Patrolmen McKinley Windom and Christopher Hutcherson, along with civilian System Administrator Dennis Tomlinson and citizen Daffamie Johnson, were each recognized by the commission and APD Chief John Proctor for their service to the department and community.

Windom and Hutcherson were honored for their response to the July 12, 2010 robbery of the Family Dollar store on West Gordon Avenue.

According to Proctor, when Windom and Hutcherson -- who was still in the training phase of the job -- arrived on the scene, they were greeted by the suspect, who had taken a hostage.

"Both officers maintained their cover until the suspects exited the store. Officer Windom made several attempts to convince the suspect to release the hostage while Hutcherson was keeping a very close eye on the second suspect. When the second suspect turned and pointed his weapon toward his training officer, Officer Hutcherson alerted Officer Windom and then fired his service weapon, striking the suspect," Proctor said.

"The heroic acts of Windom and Hutcherson resulted in the arrest of the suspects, the recovery of their weapons and the money taken from the Family Dollar. Their bravery during that extremely dangerous situation has earned them the recognition as the Albany Police Department's Officers of the Year," he finished.

Tomlinson, the department's Civilian of the Year, has been with the APD for 10 years and works in the department's Support Services Bureau.

The APD's system administrator, Tomlinson oversees operations of 150 computers and 60 mobile data terminals, Proctor said.

"Dennis knows the needs of the department and displays a 'can-do' attitude daily. You can ask him a question and he does his best to provide a solution," Proctor said. "Co-workers say Dennis has a real team player's spirit. They also say they enjoy his sharp but kind sense of humor.
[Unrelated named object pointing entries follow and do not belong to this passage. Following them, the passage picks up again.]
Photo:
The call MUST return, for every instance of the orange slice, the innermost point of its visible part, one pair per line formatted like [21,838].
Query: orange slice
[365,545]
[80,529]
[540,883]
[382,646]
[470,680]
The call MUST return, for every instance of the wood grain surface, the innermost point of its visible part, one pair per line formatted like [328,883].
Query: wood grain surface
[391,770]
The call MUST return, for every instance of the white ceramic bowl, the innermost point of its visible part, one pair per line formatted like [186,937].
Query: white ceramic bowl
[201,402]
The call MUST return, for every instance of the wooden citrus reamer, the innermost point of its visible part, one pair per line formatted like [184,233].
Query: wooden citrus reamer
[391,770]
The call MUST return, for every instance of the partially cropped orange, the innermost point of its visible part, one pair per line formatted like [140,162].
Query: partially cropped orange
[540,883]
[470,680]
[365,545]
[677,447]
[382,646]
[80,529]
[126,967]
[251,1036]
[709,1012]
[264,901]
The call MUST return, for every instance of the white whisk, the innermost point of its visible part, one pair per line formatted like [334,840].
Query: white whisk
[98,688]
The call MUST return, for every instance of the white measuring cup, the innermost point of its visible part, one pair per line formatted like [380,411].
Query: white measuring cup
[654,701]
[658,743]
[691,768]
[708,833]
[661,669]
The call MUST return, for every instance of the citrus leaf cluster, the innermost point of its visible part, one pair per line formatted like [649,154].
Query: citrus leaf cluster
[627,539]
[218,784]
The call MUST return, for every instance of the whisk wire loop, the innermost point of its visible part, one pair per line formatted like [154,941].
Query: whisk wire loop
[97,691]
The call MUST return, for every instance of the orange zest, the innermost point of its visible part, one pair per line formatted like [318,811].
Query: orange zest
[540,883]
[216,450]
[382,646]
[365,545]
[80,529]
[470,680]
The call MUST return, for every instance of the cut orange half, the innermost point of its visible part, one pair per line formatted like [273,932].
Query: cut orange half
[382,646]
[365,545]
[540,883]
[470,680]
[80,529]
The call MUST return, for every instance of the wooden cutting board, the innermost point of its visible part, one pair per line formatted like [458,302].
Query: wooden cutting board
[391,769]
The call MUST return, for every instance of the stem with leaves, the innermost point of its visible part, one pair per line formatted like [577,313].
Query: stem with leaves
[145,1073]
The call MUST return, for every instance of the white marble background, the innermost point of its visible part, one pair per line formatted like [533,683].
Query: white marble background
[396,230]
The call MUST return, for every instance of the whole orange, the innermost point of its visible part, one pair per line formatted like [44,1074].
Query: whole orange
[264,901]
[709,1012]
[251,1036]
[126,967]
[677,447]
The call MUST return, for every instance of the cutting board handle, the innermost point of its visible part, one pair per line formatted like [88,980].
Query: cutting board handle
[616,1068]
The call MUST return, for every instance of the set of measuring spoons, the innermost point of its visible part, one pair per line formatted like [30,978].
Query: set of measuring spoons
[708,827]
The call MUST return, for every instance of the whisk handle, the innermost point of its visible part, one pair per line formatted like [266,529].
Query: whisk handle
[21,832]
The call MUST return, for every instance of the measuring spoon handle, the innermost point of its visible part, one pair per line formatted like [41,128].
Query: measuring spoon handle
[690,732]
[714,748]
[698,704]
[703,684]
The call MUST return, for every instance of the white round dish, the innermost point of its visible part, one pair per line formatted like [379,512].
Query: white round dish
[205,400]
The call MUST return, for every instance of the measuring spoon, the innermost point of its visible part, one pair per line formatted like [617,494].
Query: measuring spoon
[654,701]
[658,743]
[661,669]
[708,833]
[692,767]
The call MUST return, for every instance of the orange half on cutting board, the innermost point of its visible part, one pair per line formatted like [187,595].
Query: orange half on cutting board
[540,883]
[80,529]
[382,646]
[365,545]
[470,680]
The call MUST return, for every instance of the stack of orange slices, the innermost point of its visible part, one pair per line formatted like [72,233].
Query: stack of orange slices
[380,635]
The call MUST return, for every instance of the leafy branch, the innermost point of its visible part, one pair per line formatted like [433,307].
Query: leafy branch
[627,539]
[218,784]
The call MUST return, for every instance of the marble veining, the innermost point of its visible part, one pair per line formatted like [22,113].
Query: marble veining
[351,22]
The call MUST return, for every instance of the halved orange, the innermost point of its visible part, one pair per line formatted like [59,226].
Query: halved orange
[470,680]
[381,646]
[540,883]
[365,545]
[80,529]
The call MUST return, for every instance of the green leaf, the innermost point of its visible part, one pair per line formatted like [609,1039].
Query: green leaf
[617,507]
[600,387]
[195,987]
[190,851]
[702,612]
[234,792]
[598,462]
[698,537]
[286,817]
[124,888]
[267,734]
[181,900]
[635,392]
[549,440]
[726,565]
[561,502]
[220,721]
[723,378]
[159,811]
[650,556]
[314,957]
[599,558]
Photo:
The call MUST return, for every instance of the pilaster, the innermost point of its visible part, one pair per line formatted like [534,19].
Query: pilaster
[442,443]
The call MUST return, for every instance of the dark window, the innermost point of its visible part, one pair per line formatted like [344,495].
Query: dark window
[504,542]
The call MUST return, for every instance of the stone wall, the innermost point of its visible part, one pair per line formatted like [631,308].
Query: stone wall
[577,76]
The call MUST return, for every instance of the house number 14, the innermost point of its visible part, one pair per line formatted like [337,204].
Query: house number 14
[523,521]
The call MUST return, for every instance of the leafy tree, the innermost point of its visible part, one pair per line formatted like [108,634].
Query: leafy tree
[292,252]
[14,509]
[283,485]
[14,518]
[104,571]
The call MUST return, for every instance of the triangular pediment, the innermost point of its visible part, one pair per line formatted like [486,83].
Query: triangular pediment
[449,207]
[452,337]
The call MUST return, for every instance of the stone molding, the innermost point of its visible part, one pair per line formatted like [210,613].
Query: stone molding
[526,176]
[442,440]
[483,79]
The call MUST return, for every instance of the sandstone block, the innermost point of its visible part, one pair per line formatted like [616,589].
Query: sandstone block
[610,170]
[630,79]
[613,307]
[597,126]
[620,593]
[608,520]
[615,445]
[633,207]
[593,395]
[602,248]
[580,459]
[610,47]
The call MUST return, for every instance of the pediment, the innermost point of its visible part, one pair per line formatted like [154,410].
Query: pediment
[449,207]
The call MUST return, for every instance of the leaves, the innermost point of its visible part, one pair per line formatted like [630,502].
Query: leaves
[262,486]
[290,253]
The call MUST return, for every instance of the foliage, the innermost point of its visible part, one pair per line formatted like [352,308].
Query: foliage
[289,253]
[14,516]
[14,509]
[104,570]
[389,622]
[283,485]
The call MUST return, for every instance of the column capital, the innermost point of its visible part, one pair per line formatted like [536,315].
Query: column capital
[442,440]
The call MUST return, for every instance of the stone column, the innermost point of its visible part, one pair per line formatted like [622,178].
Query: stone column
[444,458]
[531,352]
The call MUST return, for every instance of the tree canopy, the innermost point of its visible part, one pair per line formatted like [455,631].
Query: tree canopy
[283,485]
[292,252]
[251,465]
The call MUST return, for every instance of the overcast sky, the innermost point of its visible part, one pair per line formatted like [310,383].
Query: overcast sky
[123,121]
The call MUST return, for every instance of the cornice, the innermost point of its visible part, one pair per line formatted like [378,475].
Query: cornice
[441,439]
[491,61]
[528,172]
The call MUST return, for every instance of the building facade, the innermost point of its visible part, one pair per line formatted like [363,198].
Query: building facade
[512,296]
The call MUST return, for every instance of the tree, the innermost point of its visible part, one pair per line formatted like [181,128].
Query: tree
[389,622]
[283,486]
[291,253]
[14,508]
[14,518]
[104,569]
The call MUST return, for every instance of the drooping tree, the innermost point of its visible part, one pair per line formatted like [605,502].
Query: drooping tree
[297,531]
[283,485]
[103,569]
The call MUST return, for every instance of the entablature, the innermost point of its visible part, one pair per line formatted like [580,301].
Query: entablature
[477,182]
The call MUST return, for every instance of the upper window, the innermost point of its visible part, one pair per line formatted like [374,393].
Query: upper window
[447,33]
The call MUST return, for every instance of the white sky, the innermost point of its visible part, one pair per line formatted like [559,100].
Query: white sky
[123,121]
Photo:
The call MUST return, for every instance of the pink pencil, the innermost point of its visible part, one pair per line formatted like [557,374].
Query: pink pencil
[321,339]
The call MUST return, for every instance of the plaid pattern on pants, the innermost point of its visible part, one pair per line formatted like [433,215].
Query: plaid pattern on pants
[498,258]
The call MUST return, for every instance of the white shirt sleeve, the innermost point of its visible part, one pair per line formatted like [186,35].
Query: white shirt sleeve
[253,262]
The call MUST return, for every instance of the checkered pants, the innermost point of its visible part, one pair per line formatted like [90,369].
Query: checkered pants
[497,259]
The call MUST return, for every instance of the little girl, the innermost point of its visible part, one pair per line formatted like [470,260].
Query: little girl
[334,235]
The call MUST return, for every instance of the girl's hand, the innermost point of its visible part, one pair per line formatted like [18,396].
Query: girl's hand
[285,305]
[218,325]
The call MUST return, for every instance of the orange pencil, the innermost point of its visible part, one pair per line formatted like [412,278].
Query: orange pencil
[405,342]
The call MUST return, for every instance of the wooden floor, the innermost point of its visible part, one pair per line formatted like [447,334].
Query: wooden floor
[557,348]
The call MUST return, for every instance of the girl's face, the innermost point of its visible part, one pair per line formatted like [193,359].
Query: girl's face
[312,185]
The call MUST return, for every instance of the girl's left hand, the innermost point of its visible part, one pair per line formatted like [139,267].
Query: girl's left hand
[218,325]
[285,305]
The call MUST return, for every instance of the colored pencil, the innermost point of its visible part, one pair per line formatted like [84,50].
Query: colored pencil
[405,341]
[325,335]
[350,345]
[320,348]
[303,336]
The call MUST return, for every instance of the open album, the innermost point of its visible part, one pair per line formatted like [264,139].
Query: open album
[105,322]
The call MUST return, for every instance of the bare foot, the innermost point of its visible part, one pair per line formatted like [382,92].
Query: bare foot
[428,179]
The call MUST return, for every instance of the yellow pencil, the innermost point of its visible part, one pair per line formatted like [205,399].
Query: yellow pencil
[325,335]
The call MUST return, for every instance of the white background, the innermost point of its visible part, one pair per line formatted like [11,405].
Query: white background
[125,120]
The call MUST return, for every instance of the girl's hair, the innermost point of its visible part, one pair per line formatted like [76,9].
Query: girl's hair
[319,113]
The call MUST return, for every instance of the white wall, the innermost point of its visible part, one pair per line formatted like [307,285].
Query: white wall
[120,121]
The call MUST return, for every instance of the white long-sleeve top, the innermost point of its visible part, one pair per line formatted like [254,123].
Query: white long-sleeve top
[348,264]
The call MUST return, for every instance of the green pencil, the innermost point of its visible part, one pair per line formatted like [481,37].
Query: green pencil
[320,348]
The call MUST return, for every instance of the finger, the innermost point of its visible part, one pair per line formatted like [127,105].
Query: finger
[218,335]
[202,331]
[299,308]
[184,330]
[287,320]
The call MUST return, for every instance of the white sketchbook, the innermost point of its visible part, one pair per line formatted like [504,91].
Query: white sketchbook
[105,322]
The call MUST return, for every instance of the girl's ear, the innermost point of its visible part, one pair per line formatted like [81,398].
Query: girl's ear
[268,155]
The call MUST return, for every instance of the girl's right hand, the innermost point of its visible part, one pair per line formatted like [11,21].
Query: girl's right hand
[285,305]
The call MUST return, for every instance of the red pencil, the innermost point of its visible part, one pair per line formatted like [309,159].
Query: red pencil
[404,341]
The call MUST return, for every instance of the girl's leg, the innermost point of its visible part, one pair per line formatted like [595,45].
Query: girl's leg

Most importantly, Dennis is a hard worker and will work as long as it takes to complete a task."

Johnson was recognized as much for her work away from the department as with it.

A graduate of the 20th session of the Citizens Police Academy -- a 12-week program that allows citizens to get a real-world perspective on police work from investigations to forensics to traffic -- Johnson has taken it upon herself to create the first ever Citizens Police Academy Alumni Association, Proctor said.

Along with board members, Johnson was able to get the organization incorporated last year and is working to finalize the group as a nonprofit association.

Proctor said that there are currently 15 members who meet monthly at the Law Enforcement Center.

"Mrs. Johnson strives for excellence and accepts nothing less. And this evening, we acknowledge her hard work and dedication by presenting the 2010 Citizen of the Year Award," Proctor said.

The awards were greeted with a standing ovation from the commission and audience members.